Among the many tutorials, I recommend this one for setting up plex on proxmox in a LXC container. However you can massively shorten this with a promox unofficial script – look in the Media section. Do use a privileged LXC. I don’t know if it matters if the linux is ubuntu, debian or turnkey linux although I’m using turnkey linux.
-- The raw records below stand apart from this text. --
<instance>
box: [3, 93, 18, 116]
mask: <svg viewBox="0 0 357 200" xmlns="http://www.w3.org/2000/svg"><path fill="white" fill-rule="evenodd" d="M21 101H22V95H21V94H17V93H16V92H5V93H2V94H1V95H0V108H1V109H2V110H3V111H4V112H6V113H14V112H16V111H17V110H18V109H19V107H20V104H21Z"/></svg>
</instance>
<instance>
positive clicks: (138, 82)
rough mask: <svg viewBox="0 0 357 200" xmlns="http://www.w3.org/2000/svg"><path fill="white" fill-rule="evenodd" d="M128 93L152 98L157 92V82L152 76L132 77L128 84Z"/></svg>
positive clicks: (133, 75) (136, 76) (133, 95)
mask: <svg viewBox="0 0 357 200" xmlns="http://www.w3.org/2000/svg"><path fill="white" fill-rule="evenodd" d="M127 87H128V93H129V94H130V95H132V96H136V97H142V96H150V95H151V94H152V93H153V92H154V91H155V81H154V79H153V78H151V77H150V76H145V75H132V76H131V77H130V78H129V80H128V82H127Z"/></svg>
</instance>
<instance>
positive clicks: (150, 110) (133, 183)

After the plex installation continue to follow the instructions to use the proxmox shell to mount your media drive. My spinning drive has an ext4 format and contains all my media files. I logged into the plex LXC container ‘console’ and changed the file permissions for the whole media folder as below. I added the built-in plex user to the users group. I also changed the ownership of the media folder to the users group as follows:
$ chmod -R 770 /mnt/my4tbdrive/media $ or chmod -R 770 /mnt/my4tbdrive/media $ usermod -a -G users plex $ groups # will tell you which groups users belong to $ ls -l # provides useful info on file ownership $ chown -R :users /mnt/my4tbdrive/media #change the owner of all your files
tips for installing Home Assistant as a virtual machine on proxmox
As a well established ‘app’ Home Assistant comes in various flavoured installations but the most complete examples are the virtual machines (and also the Home Assistant appliance for the Raspberry Pi). An install script for the Home Assistant OS VM can be found here. Run the script in the proxmox shell. Afterwards go to your router to reserve it an IP address that doesn’t change. You access the Home Assistant from a browser on your PC – ie not in proxmox. The url will be http://192.168.1.172:8123.
You may already be using Home Assistant but there’s no harm in having another. Make a full backup of your existing Home Assistant setup (Settings > System > Backups), download the ‘tar’ file and upload it to the freshly installed VM. You can be selective if there are irrelevant add-ins, integrations and automations. This will take a while to load in.